The existing 54-unit affordable housing complex, Holmes Greenway Housing, is being renovated by Seattle-based affordable housing developer Vitus. The Hennepin County Housing and Redevelopment Authority approved loans of up to $10 million for the project late last month.
Holmes Greenway Housing has provided affordable housing for low-income and disabled residents since 1983, said Craig Ratchford, development management director of Vitus, in an email to the Minnesota Daily.
“Our team is looking forward to giving the property a well-deserved face-lift after such a long tenure,” Ratchford said.
The renovation will include interior improvements like new paint, doors, lighting and air conditioners. Key infrastructure improvements, like new flooring, water heaters, laundry equipment and plumbing, are also planned. Residents will also have access to WiFi and a fully equipped business center.
To help finance the $2.4 million project, Hennepin County approved “conduit financing,” which would be loaned to the developer to be paid back over time. The financial aid is part of a larger initiative by the County to increase the supply of affordable housing, said Kyle Mianulli, a spokesperson for Community Works at Hennepin County.
“People love living in the Twin Cities, which is certainly a popular and growing vibrant destination for people of all ages,” Mianulli said. “As the region continues to succeed and flourish, the need for housing that is affordable and decent continues to grow.”
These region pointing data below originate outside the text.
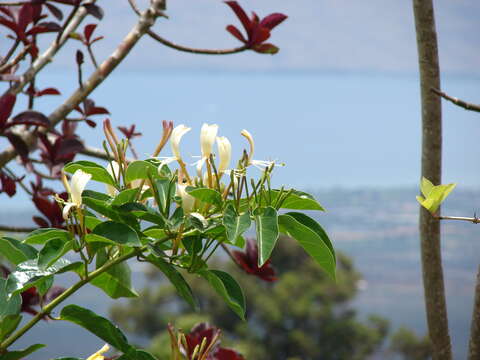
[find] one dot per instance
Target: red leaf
(272, 20)
(235, 32)
(266, 48)
(94, 10)
(88, 31)
(242, 16)
(7, 102)
(54, 11)
(47, 91)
The developer also committed to maintaining 30 more years of affordability for 50 of the units falling under a program for housing vouchers. These apartments are accessible for people that make up to 60 percent annual median income. Many developers don’t build affordable housing at that threshold, so the county must act to alleviate this need, Mianulli said.
Nationwide, Vitus often acquires and renovates existing affordable housing complexes. This is its first project in Minneapolis, Ratchford said.
“Minneapolis is a growing and competitive real estate market,” he said. “What many people don’t realize is that those who qualify for income-restricted housing are often unable to access these benefits due to a scarcity of units.”
The scarcity of units puts pressure on the housing market, said Marcus Mills, chair of the Land Use and Development Committee for the Marcy-Holmes Neighborhood Association.
“If there’s more affordable housing, then affordable housing can be less expensive,” he said. “When the pressure is off the market, people will re-up that affordable housing.”
The renovation is expected to be complete by the end of summer 2020. The building will remain open during construction, Ratchford said.